Capitalization vs. Expensing software development costs

I am reading Example 7 | Solved problem | Page 480 | Curriculum Book 3 | Chapter : Long-lived Assets…

The example states that capitalized software development costs are reported as CFI, which makes sense. However, if we expense these cost, instead of capitalizing them, wouldn’t they flow through the income statement? In Question 1 b), they have simply subtracted the capitalized expense from CFO! I would believe that if these expenses are “expensed”, they would decrease the net income after considering the taxes, and in turn, reduce CFO. Isn’t it?

For instance, if CFO is 100, Capitalized expense is 5 (in CFI), and tax rate is 30%, EBITDA is 15, then new CFO won’t be 100-5 = 95 (which is what Curriculum has done) but CFO - ((EBITDA - Expense)*(1-tax)) = 100 - (15-5)*0.7 = 100-7 = 93. Correct?

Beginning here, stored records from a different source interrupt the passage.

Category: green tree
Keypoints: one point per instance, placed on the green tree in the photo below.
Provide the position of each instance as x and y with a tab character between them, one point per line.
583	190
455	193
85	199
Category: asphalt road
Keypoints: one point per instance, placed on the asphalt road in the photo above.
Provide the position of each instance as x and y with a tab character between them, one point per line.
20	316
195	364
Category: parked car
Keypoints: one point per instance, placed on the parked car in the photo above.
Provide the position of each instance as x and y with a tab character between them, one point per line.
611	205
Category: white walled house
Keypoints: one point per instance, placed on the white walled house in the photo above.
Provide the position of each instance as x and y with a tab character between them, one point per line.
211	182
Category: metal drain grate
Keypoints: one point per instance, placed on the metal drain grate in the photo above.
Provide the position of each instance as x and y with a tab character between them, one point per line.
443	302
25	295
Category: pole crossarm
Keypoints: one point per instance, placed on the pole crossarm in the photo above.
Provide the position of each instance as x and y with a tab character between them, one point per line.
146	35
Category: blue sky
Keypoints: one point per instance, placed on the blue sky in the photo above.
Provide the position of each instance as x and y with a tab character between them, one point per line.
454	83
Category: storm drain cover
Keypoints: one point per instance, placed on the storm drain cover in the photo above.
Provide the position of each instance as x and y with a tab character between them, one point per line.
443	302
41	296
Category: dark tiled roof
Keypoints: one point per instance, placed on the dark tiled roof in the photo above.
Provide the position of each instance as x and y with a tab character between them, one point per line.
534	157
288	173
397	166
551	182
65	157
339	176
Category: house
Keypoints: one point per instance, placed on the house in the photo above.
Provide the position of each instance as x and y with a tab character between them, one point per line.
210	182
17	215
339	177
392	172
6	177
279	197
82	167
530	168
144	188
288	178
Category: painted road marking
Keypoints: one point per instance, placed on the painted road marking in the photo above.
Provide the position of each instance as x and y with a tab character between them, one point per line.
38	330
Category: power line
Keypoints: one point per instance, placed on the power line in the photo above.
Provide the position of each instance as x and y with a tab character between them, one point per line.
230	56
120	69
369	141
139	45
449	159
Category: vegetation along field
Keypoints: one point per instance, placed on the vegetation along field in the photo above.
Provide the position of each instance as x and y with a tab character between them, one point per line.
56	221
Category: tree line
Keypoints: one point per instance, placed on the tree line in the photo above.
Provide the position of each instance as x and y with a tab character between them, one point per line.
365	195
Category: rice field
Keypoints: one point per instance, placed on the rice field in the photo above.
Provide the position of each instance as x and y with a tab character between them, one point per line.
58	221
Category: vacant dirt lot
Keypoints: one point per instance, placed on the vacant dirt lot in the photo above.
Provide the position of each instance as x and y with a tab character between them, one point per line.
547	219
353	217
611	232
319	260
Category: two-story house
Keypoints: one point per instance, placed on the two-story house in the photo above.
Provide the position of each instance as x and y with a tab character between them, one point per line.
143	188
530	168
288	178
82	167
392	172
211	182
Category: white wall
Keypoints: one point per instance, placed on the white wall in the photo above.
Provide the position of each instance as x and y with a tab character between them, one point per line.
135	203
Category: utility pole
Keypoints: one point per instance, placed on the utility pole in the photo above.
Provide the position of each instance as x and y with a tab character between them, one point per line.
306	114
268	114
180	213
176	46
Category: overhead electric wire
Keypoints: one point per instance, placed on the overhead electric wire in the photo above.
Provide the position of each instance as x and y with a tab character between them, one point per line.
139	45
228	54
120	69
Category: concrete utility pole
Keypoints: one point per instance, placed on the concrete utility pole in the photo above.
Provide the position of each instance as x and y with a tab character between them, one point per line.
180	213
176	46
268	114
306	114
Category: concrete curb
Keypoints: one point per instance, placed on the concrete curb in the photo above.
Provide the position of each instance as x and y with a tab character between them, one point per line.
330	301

I’d appreciate if someone could clarify this. I googled this topic, but I couldn’t find any good resource.

Thanks in advance.

Your idea is correct, but your execution isn’t.

If the expense were capitalized it would reduce taxes by 5 × 30% = 1.5. Therefore, CFO would be:

100 – 5 + 1.5 = 96.5.

It appears that you’re subtracting the change in taxes when you should be adding it.

You should e-mail CFA Institute (info@cfainstitute.org) and mention this to them; it’s an error that they should correct.

Thank you S2000magician. However, shouldn’t the net cash flow (i.e. total change in CFI and CFO) remain the same? I am unhappy with CFA because I wasted 4 hours on this. :frowning:

Before-tax cash flow is the same.

After-tax cash flow might not be, as here.